The Insight, like other hybrids, has a regenerative braking system, which converts braking force that would otherwise be lost as heat into electricity during deceleration. It’s a way to scrounge free electricity — or at least get some without burning gas.
But Honda’s regenerative system is noticeably quieter than most. There’s also less obvious drag, and the pedal feel is normal, while other hybrids’ can be grabby or abrupt.

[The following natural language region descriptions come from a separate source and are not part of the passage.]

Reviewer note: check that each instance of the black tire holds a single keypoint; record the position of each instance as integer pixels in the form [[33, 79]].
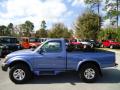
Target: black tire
[[102, 46], [111, 46], [24, 69], [83, 70]]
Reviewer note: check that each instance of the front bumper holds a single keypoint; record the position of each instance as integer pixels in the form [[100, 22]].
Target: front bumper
[[116, 64], [4, 66]]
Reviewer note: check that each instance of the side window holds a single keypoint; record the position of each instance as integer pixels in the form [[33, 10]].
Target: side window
[[52, 46]]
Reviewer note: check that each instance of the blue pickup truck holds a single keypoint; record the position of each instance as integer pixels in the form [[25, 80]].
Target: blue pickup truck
[[51, 58]]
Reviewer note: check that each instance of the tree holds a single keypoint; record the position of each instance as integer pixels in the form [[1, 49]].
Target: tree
[[86, 26], [59, 30], [94, 3], [113, 11]]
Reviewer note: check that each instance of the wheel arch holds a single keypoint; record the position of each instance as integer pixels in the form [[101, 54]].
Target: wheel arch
[[20, 62], [89, 62]]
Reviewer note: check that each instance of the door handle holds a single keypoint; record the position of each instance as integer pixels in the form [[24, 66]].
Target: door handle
[[59, 57]]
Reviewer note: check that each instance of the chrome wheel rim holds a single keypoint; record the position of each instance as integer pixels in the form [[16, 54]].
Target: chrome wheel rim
[[19, 74], [89, 73]]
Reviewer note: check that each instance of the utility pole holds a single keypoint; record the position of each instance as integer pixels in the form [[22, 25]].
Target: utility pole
[[117, 12]]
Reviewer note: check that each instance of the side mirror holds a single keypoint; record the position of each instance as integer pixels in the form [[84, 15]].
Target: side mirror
[[41, 51]]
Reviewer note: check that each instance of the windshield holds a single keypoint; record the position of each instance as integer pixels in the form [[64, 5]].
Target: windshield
[[33, 40], [8, 40]]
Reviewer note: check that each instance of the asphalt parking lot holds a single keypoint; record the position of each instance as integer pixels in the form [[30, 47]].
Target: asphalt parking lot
[[65, 81]]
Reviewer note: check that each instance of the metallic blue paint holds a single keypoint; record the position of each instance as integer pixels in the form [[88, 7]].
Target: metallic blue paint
[[60, 61]]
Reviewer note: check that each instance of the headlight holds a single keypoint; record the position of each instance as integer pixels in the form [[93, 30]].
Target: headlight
[[5, 59]]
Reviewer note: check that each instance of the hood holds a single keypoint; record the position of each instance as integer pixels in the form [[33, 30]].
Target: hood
[[21, 52]]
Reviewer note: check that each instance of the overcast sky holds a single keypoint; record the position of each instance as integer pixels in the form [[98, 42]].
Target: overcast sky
[[18, 11]]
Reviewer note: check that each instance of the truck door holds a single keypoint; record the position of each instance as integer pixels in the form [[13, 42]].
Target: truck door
[[52, 56]]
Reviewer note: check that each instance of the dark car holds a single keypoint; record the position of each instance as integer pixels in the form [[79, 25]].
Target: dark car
[[111, 44], [8, 44], [95, 43]]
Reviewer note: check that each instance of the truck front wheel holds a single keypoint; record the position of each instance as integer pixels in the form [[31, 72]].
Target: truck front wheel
[[19, 74], [89, 73]]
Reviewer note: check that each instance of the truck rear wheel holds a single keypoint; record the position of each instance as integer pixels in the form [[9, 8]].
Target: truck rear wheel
[[19, 74], [111, 46], [89, 73]]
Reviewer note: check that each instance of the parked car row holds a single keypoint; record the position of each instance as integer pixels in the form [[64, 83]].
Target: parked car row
[[9, 44], [111, 44]]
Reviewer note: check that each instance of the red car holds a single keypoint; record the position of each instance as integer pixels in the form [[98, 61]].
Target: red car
[[34, 42], [110, 44], [77, 45]]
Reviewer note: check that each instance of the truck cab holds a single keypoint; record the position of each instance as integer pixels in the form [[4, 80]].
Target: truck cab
[[51, 58]]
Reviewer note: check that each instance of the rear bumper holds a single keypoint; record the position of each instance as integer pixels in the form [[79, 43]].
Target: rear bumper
[[116, 64], [4, 66]]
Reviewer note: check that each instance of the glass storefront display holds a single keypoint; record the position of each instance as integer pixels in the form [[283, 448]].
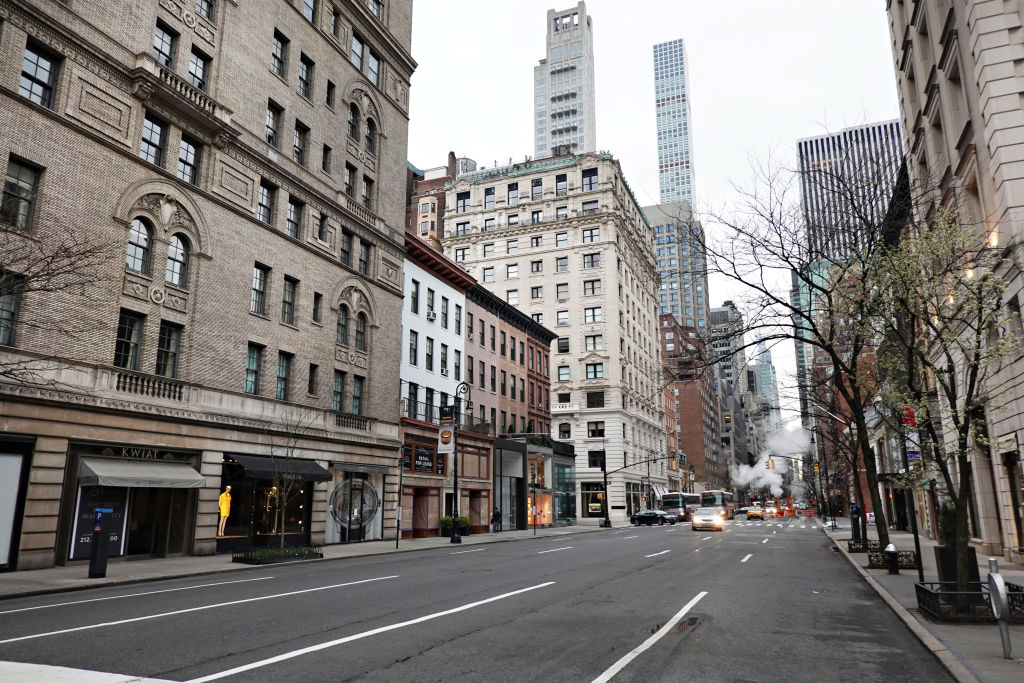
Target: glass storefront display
[[593, 499]]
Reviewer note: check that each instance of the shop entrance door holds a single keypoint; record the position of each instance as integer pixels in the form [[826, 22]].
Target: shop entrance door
[[156, 522]]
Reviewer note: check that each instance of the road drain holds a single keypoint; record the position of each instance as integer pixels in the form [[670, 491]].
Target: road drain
[[681, 628]]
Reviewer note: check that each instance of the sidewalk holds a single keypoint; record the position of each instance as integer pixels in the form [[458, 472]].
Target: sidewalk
[[970, 651], [19, 584]]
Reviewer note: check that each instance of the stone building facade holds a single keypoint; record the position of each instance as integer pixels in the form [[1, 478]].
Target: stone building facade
[[960, 85], [565, 242], [246, 167]]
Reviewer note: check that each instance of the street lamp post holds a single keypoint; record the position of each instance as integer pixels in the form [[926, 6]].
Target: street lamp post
[[462, 389]]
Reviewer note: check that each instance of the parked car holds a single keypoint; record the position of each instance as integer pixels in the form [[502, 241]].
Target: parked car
[[650, 517], [707, 518]]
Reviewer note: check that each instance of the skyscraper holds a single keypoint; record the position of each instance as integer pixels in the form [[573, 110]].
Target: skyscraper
[[563, 86], [675, 168], [846, 181]]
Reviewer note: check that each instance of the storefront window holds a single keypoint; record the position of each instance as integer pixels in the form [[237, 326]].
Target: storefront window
[[593, 499]]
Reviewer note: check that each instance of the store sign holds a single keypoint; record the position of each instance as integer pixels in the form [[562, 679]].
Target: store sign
[[89, 500]]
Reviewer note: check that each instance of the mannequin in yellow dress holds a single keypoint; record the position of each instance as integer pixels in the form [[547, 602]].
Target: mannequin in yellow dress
[[225, 509]]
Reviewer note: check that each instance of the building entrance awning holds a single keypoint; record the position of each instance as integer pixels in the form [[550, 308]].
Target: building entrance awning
[[138, 474], [285, 468]]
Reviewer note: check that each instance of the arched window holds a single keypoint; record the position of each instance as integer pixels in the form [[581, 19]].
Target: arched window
[[360, 332], [139, 240], [342, 336], [177, 260], [353, 121], [371, 139]]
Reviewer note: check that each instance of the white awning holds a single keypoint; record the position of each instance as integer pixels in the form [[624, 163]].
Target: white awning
[[138, 474]]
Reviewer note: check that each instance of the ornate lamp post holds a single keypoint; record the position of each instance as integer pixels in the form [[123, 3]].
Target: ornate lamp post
[[462, 390]]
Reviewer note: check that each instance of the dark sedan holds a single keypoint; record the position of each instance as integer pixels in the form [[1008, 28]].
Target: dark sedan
[[652, 517]]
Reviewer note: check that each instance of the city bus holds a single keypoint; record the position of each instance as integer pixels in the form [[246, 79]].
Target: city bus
[[724, 501], [680, 504]]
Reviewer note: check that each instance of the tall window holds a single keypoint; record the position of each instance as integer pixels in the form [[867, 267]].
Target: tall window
[[168, 345], [356, 52], [364, 258], [370, 140], [279, 54], [309, 9], [199, 68], [18, 195], [188, 159], [341, 336], [164, 42], [345, 248], [264, 202], [126, 351], [205, 8], [138, 246], [293, 225], [152, 148], [8, 315], [284, 375], [305, 76], [272, 123], [357, 383], [254, 360], [300, 141], [257, 303], [338, 391], [176, 271], [374, 68], [288, 301], [360, 332], [39, 76]]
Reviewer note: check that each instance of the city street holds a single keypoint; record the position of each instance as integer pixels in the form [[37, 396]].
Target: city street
[[758, 601]]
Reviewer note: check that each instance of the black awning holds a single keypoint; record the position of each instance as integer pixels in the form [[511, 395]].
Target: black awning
[[286, 468]]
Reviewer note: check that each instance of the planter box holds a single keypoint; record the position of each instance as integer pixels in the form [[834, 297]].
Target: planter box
[[906, 559], [267, 555], [943, 602]]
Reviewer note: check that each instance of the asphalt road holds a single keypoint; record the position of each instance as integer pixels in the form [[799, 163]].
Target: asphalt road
[[761, 601]]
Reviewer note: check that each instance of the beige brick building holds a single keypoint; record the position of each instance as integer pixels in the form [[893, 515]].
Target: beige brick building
[[247, 163], [957, 67]]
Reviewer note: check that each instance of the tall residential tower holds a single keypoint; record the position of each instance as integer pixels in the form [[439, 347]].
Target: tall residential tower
[[675, 168], [563, 86]]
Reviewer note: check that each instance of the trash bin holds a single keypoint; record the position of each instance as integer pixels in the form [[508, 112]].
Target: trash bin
[[892, 558]]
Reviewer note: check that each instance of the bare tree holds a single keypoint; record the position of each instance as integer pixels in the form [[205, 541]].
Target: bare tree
[[45, 272]]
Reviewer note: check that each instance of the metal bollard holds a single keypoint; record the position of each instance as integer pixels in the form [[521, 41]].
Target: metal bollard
[[892, 558], [1000, 604]]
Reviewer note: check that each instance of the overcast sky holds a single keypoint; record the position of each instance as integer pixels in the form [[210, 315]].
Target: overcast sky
[[763, 74]]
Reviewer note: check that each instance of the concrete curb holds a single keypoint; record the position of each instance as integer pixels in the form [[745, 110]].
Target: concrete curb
[[231, 568], [941, 652]]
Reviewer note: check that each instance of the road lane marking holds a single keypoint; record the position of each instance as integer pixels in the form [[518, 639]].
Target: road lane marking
[[190, 609], [639, 649], [132, 595], [365, 634]]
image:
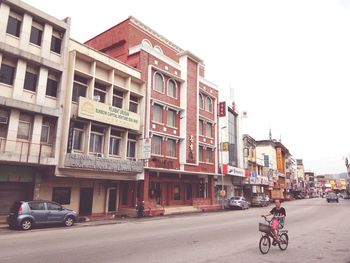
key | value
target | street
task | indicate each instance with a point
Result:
(318, 232)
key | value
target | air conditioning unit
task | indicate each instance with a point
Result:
(4, 120)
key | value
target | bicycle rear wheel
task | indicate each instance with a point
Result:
(283, 244)
(264, 244)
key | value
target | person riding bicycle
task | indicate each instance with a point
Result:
(279, 214)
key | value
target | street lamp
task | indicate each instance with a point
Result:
(222, 173)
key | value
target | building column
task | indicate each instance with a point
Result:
(4, 14)
(19, 79)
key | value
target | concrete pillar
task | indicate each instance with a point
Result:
(46, 40)
(19, 79)
(25, 32)
(41, 87)
(12, 131)
(4, 14)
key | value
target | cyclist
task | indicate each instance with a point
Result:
(278, 213)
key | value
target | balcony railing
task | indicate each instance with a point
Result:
(26, 152)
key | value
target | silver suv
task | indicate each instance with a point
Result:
(25, 215)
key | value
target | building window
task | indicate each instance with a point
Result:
(56, 42)
(78, 136)
(171, 148)
(209, 130)
(172, 89)
(51, 86)
(171, 118)
(61, 195)
(156, 145)
(14, 24)
(96, 139)
(200, 153)
(133, 104)
(209, 153)
(79, 87)
(131, 149)
(117, 100)
(115, 142)
(100, 92)
(177, 192)
(36, 34)
(201, 101)
(31, 79)
(7, 71)
(24, 127)
(4, 121)
(209, 104)
(159, 82)
(48, 131)
(200, 127)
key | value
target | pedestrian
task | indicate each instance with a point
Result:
(279, 214)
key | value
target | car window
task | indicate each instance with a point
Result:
(53, 206)
(37, 205)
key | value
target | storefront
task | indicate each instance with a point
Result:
(20, 183)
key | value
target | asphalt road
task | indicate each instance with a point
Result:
(318, 232)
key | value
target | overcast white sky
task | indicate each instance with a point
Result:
(288, 61)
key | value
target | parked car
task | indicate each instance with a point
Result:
(25, 215)
(332, 197)
(238, 202)
(260, 200)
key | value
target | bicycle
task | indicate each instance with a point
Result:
(268, 234)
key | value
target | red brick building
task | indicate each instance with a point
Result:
(180, 114)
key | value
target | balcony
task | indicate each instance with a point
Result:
(27, 152)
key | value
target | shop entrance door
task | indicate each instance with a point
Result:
(112, 199)
(85, 204)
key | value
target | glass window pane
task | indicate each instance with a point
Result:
(51, 88)
(13, 26)
(131, 152)
(171, 148)
(156, 145)
(208, 132)
(7, 74)
(45, 130)
(157, 113)
(77, 139)
(56, 44)
(23, 130)
(171, 118)
(159, 83)
(30, 81)
(35, 36)
(172, 89)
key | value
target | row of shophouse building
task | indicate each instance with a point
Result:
(126, 117)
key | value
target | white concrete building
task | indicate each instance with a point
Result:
(101, 145)
(231, 152)
(33, 59)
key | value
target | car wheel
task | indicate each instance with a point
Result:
(26, 224)
(69, 221)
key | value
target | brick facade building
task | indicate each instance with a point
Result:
(180, 116)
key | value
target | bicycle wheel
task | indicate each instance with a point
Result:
(264, 244)
(283, 244)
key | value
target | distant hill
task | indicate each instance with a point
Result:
(336, 176)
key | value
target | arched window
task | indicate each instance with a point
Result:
(209, 104)
(146, 42)
(201, 101)
(172, 89)
(158, 49)
(159, 82)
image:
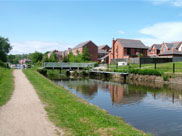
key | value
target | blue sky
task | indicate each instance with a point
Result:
(47, 25)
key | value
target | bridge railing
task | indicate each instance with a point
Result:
(67, 65)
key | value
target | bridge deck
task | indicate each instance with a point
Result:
(61, 65)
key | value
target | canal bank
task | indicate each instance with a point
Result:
(152, 108)
(74, 115)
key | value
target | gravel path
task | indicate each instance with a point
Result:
(24, 114)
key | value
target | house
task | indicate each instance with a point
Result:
(103, 52)
(155, 49)
(173, 53)
(169, 46)
(59, 54)
(92, 49)
(24, 61)
(104, 47)
(127, 48)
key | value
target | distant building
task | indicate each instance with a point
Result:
(92, 49)
(24, 61)
(103, 52)
(127, 48)
(173, 53)
(59, 54)
(169, 46)
(155, 49)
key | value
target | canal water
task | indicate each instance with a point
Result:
(153, 109)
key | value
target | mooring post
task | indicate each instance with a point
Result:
(173, 67)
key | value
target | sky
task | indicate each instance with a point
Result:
(47, 25)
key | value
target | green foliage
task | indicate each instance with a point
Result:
(13, 59)
(36, 57)
(6, 85)
(4, 48)
(76, 116)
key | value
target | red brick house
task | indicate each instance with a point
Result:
(104, 47)
(169, 46)
(155, 49)
(173, 53)
(60, 54)
(103, 52)
(92, 49)
(127, 48)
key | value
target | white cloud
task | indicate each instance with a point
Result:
(167, 32)
(121, 32)
(32, 46)
(177, 3)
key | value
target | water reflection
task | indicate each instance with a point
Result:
(156, 109)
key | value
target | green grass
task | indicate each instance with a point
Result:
(6, 85)
(74, 115)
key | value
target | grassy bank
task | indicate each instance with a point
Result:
(6, 85)
(74, 115)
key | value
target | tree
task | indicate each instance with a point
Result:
(36, 57)
(4, 48)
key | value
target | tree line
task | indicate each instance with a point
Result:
(37, 57)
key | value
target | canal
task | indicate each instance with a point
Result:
(151, 109)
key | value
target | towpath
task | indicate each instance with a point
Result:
(24, 114)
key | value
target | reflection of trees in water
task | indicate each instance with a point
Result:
(86, 87)
(120, 94)
(169, 92)
(126, 94)
(173, 96)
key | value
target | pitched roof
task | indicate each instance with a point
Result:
(82, 44)
(171, 52)
(102, 46)
(157, 46)
(172, 45)
(130, 43)
(103, 57)
(102, 51)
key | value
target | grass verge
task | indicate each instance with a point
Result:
(6, 85)
(74, 115)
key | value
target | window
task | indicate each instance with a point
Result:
(135, 50)
(128, 51)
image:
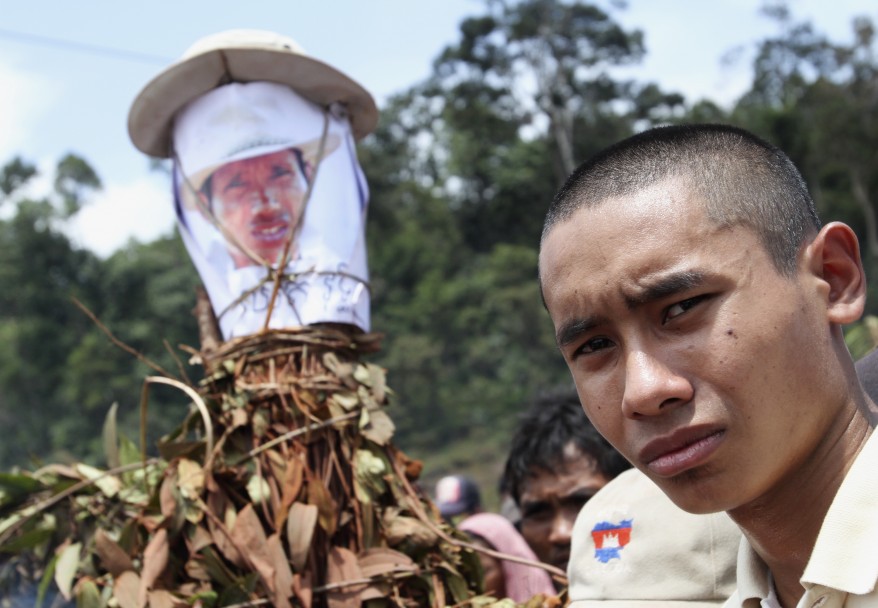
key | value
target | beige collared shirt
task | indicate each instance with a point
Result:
(843, 568)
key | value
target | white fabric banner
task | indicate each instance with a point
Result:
(246, 155)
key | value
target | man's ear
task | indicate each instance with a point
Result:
(833, 257)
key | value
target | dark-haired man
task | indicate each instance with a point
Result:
(699, 305)
(557, 461)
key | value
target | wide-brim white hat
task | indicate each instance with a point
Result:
(241, 56)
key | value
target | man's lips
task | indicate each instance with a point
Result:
(269, 229)
(681, 450)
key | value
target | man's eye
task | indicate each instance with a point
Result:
(594, 345)
(278, 172)
(679, 308)
(235, 182)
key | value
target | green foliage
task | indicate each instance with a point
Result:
(59, 373)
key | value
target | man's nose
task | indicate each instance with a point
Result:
(652, 386)
(263, 197)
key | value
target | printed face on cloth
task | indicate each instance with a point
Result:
(267, 181)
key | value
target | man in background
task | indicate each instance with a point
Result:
(557, 462)
(699, 304)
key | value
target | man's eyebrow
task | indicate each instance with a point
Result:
(571, 330)
(664, 286)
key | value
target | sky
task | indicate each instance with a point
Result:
(70, 70)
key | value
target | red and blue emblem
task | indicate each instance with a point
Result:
(610, 539)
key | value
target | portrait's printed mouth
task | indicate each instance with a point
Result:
(270, 230)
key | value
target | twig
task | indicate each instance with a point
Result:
(199, 403)
(118, 342)
(419, 513)
(295, 433)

That’s the key difference between the Insight and its rivals: It’s easy to forget that it’s a hybrid.
At the Curb
The Insight is a more passenger-friendly car than other models in this class, like the Prius and Ioniq, because it has significantly more back-seat legroom: 37.4 inches versus 33.4 inches in the Prius and 35.7 inches in the Ioniq.
But the Insight is also a sedan, so it’s a bit less cargo-friendly than hatchback models like the Prius and Ioniq.
While it has a good-sized trunk for a compact sedan, its 15.1 cubic feet of space is much less than the 27.3 cubic feet behind the back seats in the Prius and the 23 cubic feet in the Ioniq.
The absence — for now — of a plug-in version may disappoint some buyers, but the added cost would probably be a hard sell while gas remains as cheap as it currently is. That may change, of course, and if it does, a plug-in version will likely appear.
The Bottom Line
Honda’s decision to offer more than just mileage could prove to be a very smart decision.
If gas prices go up, the Insight still appeals.
And if they don’t go up … the Insight will still appeal.